Political and Economic Situation: Impacts on Tourism and Hospitality
The landslide win of National League for Democracy (NLD) led by Aung San Suu Kyi in the November 2015 elections has led to a political transition in Myanmar from the military-backed government, which was in power since 2011, to the current pro-democracy government. This marks new opportunities and democratisation progress for the country after more than 50 years of military rule. There are heightened domestic expectations that the ruling government will deliver greater political and economic transformation and improve quality of life. The government has reiterated its commitment to pursuing peace, national reconciliation and economic growth and is following a conciliatory approach in working out a peaceful transition.

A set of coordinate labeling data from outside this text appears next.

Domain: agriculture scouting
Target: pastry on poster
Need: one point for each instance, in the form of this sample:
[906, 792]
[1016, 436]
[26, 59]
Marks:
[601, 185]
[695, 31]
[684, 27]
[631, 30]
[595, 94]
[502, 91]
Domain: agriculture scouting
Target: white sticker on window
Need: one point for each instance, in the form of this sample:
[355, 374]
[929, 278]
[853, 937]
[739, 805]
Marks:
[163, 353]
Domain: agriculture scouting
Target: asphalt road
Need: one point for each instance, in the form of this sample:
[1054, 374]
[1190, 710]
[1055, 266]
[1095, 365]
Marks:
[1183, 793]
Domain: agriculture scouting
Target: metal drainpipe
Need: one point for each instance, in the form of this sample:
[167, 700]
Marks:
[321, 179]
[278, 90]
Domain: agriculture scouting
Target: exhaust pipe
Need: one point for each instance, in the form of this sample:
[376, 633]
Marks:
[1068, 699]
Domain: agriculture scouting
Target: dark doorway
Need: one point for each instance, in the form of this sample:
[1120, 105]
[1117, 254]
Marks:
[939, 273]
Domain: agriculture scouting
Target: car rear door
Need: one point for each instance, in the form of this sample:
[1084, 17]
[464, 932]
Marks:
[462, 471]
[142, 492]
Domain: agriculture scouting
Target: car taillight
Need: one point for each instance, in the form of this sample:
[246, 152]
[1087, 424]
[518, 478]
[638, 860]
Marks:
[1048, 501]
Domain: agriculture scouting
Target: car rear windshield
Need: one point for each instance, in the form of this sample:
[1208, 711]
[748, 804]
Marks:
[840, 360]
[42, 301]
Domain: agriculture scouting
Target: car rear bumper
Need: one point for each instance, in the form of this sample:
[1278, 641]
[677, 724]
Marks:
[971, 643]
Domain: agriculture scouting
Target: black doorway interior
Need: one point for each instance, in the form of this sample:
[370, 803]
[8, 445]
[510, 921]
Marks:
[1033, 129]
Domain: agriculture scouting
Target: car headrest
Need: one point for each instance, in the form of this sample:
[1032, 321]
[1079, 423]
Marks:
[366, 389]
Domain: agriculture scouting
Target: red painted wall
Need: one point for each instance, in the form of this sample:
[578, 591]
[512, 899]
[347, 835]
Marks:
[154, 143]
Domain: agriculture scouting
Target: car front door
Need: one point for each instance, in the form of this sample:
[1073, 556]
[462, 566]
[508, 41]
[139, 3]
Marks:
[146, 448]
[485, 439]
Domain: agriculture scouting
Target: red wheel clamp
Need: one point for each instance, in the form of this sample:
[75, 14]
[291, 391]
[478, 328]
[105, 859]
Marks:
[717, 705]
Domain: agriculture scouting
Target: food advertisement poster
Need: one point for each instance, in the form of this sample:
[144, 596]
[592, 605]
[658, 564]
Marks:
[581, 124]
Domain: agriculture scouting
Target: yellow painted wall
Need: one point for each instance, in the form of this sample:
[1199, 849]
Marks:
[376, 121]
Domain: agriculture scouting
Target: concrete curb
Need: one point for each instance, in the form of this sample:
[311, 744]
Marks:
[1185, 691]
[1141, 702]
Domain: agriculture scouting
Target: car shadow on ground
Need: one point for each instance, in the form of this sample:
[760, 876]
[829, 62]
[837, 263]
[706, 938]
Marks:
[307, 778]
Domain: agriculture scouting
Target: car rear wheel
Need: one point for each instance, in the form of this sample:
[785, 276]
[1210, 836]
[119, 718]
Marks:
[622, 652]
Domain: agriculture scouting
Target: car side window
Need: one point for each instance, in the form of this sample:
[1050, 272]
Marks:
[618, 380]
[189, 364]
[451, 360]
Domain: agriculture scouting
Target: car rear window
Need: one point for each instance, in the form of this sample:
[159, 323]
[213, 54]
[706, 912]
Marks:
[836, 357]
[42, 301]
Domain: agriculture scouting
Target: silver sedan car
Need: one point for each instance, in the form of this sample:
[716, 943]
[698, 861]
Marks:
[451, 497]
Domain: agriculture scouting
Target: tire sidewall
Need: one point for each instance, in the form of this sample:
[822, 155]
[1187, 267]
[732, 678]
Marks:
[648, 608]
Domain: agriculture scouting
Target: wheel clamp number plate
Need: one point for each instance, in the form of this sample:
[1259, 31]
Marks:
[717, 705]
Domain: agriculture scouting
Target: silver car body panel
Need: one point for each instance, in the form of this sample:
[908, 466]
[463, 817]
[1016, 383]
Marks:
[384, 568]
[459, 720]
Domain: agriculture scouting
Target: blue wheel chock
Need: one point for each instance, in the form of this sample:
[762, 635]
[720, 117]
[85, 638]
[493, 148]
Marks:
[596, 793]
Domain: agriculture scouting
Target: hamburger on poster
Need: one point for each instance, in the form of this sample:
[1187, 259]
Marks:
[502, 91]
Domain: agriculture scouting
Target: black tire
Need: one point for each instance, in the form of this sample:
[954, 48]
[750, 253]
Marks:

Internationally, too, there is interest in Myanmar and US has agreed to the temporary easing of sanctions against Myanmar. Riding on the general optimism of the new government and international attention on an untapped market, the tourism industry has the potential to benefit from this with opening up of the market and inflow of investments in infrastructure. A case in point being the mutual agreement between Myanmar and Singapore on visa exemption for visits of up to 30 days. This may be the first step to garner more inbound travel to Myanmar, for business or for leisure.
Myanmar’s economy has seen impressive growth in the past few years. The Economist Intelligence Unit‘s (EIU) May 2016 Forecast for Myanmar estimates a Gross Domestic Product (GDP) growth of 6.8% in 2015 and 7.7% in 2016. Significant economic growth is forecasted in 2016/17 to 2020/21, which will be spurred by large projects funded by foreign investors. As regulatory and legal reforms are introduced, foreign investments will continue to increase in this developing nation.
Myanmar Tourism Landscape
Since 2011, Myanmar has initiated a series of political and economic reforms to pave the way for democracy, the subsequent improvements have fostered stronger growth in Myanmar’s tourism industry as seen in the high double digit growth in official arrival numbers and tourism receipts. Tourism is now seen as an important economic driver for Myanmar.

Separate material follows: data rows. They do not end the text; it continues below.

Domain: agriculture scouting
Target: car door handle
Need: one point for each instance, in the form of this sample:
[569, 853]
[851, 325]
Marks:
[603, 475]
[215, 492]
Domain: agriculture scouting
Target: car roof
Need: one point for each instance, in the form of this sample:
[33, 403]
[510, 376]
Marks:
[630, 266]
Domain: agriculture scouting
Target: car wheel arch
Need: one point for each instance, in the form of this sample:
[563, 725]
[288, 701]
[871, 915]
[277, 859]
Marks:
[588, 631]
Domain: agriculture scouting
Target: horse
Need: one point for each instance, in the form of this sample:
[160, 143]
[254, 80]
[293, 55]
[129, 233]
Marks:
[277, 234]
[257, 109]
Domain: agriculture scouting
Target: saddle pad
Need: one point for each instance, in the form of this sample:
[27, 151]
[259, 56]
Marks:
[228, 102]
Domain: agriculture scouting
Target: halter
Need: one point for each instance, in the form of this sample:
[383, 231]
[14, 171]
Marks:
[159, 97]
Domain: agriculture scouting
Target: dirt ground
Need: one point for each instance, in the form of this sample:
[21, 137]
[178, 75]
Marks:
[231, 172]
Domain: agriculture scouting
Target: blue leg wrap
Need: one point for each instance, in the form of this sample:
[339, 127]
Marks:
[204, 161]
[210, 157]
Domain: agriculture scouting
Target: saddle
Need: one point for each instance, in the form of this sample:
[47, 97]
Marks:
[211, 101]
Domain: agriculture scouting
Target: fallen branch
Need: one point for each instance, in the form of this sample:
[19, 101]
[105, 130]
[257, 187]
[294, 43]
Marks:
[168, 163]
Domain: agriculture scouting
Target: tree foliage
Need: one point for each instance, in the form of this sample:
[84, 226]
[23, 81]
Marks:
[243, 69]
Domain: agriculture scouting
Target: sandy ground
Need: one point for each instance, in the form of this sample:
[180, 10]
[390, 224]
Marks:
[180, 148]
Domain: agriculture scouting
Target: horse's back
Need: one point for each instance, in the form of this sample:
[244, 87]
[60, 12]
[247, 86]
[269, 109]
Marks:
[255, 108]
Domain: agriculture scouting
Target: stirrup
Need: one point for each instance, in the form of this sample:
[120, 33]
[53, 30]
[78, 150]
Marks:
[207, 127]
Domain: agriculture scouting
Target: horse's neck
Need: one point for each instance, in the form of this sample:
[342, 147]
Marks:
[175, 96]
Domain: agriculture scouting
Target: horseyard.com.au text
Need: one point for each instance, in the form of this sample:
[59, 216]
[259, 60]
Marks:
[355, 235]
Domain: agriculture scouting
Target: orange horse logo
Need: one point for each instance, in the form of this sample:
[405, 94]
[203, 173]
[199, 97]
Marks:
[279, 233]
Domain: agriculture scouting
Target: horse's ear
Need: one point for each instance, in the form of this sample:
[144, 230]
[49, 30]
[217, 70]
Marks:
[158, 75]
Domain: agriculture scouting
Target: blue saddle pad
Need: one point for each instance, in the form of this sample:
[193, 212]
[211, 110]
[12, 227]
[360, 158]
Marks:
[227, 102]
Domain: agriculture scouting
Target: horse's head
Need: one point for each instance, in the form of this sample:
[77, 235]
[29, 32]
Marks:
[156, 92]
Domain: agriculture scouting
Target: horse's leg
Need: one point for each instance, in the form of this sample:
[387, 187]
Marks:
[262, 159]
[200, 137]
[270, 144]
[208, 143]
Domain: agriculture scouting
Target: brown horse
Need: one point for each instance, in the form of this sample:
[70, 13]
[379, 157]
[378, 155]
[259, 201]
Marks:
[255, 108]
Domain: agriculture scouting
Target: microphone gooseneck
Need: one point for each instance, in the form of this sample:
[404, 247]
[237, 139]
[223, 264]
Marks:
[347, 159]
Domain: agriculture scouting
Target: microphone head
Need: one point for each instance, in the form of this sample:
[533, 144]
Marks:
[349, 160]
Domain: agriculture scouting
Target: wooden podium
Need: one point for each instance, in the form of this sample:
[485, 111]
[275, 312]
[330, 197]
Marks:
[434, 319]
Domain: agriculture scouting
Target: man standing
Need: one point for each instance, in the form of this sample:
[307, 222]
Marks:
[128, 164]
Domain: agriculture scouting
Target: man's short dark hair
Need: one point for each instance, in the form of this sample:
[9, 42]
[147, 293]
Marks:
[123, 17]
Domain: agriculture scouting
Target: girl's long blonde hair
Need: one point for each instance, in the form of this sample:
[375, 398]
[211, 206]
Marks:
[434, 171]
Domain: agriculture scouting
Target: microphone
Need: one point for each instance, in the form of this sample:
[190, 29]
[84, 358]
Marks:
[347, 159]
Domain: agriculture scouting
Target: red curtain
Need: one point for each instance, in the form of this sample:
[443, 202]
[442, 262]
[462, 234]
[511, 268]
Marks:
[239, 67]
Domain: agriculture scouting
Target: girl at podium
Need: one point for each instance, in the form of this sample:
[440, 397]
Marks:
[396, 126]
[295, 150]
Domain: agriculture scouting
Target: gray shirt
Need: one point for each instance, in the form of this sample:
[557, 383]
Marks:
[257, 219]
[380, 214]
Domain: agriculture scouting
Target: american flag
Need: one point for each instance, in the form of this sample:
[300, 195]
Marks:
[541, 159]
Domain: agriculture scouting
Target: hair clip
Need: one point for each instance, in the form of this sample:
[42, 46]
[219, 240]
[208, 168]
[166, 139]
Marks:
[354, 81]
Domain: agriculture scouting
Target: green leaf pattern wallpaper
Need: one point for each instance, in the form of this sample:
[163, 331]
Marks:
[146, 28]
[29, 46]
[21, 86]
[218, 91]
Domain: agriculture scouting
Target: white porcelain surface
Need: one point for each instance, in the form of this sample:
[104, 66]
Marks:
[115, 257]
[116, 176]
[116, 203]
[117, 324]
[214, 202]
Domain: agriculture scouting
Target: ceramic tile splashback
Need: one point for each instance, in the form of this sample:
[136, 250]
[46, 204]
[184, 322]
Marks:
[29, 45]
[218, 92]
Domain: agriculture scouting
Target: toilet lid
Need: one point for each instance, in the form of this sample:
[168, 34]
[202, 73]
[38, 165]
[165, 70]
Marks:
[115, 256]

According to the Myanmar Tourism Master Plan, 2013-2020, published by the Ministry of Hotels and Tourism, the country had set ambitious goals to receive 7.48 million annual international tourists by the year 2020. In line with this aggressive growth, the total tourism receipt is expected to increase from USD534 million in 2012 to USD10.18 billion in 2020.
Although the services sector only accounts for about 38% of GDP, there is great space for growth given Myanmar’s vast tourism potential. The World Travel and Tourism Council (WTTC) estimated the total contribution of tourism amounts to Myanmar’s GDP would increase by 5.9% in 2016 and by 7.8% per annum through 2026. With the country’s diversified attractions and cultural offerings, tourism has the potential to become one of the industries with the fastest growth in the short-to-medium term.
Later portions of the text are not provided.